De stichting ziet voor de duur van het leven van [C] af van het vernietigen van dit besluit en gaat uitdrukkelijk akkoord met het instellen van een noodzaak van een vernietiging bij gerechtelijke uitspraak van dit besluit, indien de stichting daartoe zou willen besluiten.
Mocht dit besluit door veranderde wet- of regelgeving of rechtsvorm van de stichting op enig moment niet meer geëffectueerd kunnen worden dan zal de stichting gehouden zijn zich van haar actieve inspanningsverplichting te kwijten om een nieuw besluit te nemen, wat zo dicht mogelijk de bovengenoemde voorwaarden en privileges benaderd.

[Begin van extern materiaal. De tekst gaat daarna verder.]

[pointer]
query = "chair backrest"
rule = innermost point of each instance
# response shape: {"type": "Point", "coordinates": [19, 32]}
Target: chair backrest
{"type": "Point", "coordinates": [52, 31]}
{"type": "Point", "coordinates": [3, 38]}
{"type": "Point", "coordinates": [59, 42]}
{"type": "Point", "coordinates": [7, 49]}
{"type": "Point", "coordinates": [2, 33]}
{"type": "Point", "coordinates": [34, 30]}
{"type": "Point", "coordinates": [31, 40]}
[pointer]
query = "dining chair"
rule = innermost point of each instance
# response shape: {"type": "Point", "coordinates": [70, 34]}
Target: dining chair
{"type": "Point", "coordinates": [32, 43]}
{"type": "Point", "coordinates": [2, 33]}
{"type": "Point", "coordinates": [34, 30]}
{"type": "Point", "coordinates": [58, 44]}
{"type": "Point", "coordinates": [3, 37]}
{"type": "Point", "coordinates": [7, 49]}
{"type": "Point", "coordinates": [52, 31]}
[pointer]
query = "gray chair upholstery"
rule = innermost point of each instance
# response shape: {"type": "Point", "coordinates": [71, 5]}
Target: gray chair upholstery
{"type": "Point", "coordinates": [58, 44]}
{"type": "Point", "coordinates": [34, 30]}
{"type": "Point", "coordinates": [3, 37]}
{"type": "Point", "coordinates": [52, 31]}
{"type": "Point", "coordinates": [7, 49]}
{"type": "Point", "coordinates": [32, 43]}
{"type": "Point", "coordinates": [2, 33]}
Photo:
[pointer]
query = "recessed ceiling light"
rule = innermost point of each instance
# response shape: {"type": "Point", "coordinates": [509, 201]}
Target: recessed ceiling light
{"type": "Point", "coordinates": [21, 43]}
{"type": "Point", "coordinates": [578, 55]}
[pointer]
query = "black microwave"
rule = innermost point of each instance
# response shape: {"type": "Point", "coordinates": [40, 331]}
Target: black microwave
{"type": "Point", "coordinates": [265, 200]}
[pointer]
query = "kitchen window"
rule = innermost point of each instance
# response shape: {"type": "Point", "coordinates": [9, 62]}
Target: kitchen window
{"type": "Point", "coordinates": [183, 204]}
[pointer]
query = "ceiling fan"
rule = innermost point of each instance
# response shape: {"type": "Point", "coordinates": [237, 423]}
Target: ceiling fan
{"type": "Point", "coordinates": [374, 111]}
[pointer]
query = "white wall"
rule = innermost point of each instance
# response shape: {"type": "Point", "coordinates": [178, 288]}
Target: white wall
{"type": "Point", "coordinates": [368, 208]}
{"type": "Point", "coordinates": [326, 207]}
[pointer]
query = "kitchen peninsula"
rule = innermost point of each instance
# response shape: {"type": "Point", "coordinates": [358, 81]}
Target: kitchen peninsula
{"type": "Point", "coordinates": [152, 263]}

Mocht de stichting van rechtsvorm veranderen of anderszins defungeren, dan zijn de vereffenaars gehouden om bij een eventuele rechtsopvolger deze clausule op te laten nemen in het taken- en dienstenpakket als onafkoopbare goodwill intrinsiek verbonden aan de rechtspersoon.
Mocht de stichting zich willen laten opheffen, dan zullen vereffenaars gehouden zijn deze reguliere onafkoopbare goodwill uit te keren uit de boedel na vereffening als een vordering op de vereffende stichting. Deze vordering zal behandeld worden als een preferente schuld, naast overheid en evt. hypotheekverstrekkers.
Deze dienstbaarheid en goodwill is niet overdraagbaar via overerving of anderszins en eindigt voor wat betreft de rechtstreekse dienstbaarheid aan en posities van [C] bij zijn overlijden, met dien verstande dat er nog wel voor zijn evt. hem overlevende huisdieren, onder diezelfde voorwaarden (dwz. gratis) dienstverlening / dienstbaarheid voortgezet wordt.
Bij verlies van het vrije beheer over zijn eigen vermogen defungeert [C] automatisch voor wat betreft de functie binnen de Raad van Toezicht. De overige dienstbaarheid en voordelen blijven intact.
Mocht tijdens een situatie waarbij de stichting vereffend wordt en [C] zelf het vrije beheer over zijn eigen vermogen verliest, de situatie zich voordoen dat deze onafkoopbare goodwill uitgekeerd zou moeten worden en dit buiten het (juridische) bereik van [C] geplaatst zou moeten worden, dan zullen de vereffenaars een fonds oprichten en beheren welke [C] voorziet van een maandelijks of andere periodieke edoch passende frequente uitkeringen in natura, gelden, diensten of anderszins om zich binnen een redelijke termijn de kwaliteit van leven van [C] te verhogen tot het niveau waarop aanspraak gemaakt zou kunnen worden bij het wel vrijelijk kunnen beschikken over een dergelijk vermogen. De vereffenaars en/of beheerders van een dergelijk fonds mogen jaarlijks zichzelf een onkostenvergoeding toebedelen gelijk aan de rente en/of winst te behalen op een dergelijk vermogen zonder de hoofdsom aan te tasten, welke geleidelijk af zal nemen.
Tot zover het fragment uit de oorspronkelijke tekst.